The inspector shook his head. “Seemed an idea worth having to me as well, Mr. Holmes—they all may have been members of some heathen cult, killed for betraying the society, that sort of trash. Better still, that they’d all an old flame in common. Nothing of the sort has turned up. They may have spoken to each other, but they were none of them friends.”
“Then I am very much afraid I may be right,” Holmes murmured.
“Right about what, Mr. Holmes?”
“I must iron out my theory a bit more, Lestrade, and then you can be sure to learn of it. Have you any leads in your own investigation?”
“Well, Mr. Holmes, the truth is, there are some at the Yard who think we do have a lead,” Lestrade admitted.
“You’re of the opinion they are mistaken, then?” my friend suggested knowingly.
“Well, I am. Mind you, it’s not many of the inspectors, but they’re a damn sight louder than they ought to be.”

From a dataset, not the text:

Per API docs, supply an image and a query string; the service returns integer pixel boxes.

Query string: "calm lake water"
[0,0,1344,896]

“You have my full attention.”
“Bearing in mind, Mr. Holmes, in my opinion, this line of questioning is the worst sort of wild goose chase.”

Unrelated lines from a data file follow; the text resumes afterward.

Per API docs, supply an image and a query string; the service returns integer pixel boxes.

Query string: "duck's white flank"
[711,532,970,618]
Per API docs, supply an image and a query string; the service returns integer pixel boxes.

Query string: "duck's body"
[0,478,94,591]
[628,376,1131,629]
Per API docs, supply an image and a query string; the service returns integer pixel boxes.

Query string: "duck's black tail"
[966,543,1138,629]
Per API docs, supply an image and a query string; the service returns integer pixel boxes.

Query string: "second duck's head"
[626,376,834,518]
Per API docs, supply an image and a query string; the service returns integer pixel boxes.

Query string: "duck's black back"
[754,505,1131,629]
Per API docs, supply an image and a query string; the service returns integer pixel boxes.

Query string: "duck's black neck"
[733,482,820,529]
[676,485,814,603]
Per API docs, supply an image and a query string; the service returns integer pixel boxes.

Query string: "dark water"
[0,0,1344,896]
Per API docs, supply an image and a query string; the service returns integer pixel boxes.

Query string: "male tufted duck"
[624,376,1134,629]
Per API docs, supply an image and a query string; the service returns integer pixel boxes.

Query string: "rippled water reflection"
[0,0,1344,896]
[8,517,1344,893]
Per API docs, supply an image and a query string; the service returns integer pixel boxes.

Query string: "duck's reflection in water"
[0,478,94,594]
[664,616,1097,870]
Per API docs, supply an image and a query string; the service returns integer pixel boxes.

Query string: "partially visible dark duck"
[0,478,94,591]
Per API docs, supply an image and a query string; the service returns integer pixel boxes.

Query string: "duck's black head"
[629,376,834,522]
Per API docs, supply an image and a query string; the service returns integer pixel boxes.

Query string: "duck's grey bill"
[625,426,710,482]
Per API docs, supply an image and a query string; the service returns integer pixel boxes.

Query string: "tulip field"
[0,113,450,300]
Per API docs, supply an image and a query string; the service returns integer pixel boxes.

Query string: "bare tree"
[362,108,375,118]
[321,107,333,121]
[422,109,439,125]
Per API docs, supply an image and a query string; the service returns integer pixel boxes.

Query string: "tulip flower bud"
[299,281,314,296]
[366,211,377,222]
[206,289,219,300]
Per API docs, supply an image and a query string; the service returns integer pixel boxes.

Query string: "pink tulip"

“So this fruitless lead is emphatically not one that you espouse?” the detective prodded with uncharacteristic good humour. “Perhaps your firsthand experience of the case sets you against it. Or perhaps even your own special knowledge of the suspect.”

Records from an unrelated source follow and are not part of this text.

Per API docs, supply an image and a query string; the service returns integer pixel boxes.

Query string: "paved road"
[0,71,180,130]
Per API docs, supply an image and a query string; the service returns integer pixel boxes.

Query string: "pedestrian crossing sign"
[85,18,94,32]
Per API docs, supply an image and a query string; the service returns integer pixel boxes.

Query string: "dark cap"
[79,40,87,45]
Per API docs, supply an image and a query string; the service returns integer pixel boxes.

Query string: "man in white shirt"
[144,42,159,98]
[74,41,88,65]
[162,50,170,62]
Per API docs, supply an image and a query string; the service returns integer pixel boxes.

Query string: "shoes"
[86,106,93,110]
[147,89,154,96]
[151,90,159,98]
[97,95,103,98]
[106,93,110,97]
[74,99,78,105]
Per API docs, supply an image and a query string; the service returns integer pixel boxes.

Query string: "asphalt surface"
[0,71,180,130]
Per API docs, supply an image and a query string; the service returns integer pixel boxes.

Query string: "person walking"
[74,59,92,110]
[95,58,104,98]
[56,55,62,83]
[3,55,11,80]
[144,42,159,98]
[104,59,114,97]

“Well, I don’t intend to waste my time on it, that I’ll swear to. So have Gregson, Jones, Wickliff, Lanner, Hawes…”
“I should be delighted to look into the matter in your stead,” my friend offered.
“I don’t intend to squander your energies, Mr. Holmes.”
“Nonsense,” he scoffed. “I suspect I could confine my inquiries to this very room.”
Lestrade looked as if our carpet had been pulled out from under him, but he soon rallied and clenched his fists in frustration. “Confound it all, I’m that ashamed to tell you, but you’ve brought it on yourself, haven’t you?” cried the exhausted inspector. “All this ‘you will find the gun in the third stable on the left,’ and ‘the letter was posted by a man in a wideawake hat.’ Knowing things you shouldn’t, appearing magically at crime scenes! Bennett was in my office this morning and said it’s a miracle this hasn’t happened before.”
“Ha! You do suspect me, then! This really is most gratifying.”
“Mr. Holmes, I assure you—”
“No, please, I shall just sketch the outline of this little theory for the sake of argument,” announced Holmes with an air of exaggerated deliberation. “So, to retrace my own steps, the night of Bank Holiday, I stabbed Martha Tabram thirty-nine times in a mad frenzy. Dr. Watson may assert that I passed a quiet evening restringing the bow for my fiddle, but—”
“I never said—”
“When you knocked me up the morning after the Nichols killing, did I betray myself with any suspicious behaviour?”
“Mr. Holmes—”
“I am just working out how I managed to kill Elizabeth Stride moments before I discovered her body,” he continued ruthlessly. “But if the Doctor lied about my activities the night of Bank Holiday, why should he not do so again? I really must apologize to you, my dear Watson, for ever having asked you to maintain this vile charade. After killing Stride, I dashed off to the City to slay Eddowes, then returned to the scene of my earlier crime covered in her blood. What could be simpler?”
“Now, see here,” cried the red-faced inspector. “I’ve not come here in person to present you with all the evidence we’ve gathered because I think you’ve anything to do with the matter! Your character was never even questioned before that wretched article turned everything on end yesterday. We’ve been hung out to dry in the press, and there’s one or two who had a dark laugh that you’d been put to it as well. Soon enough, some of our number started asking awkward questions about the article’s contents, and there you are.”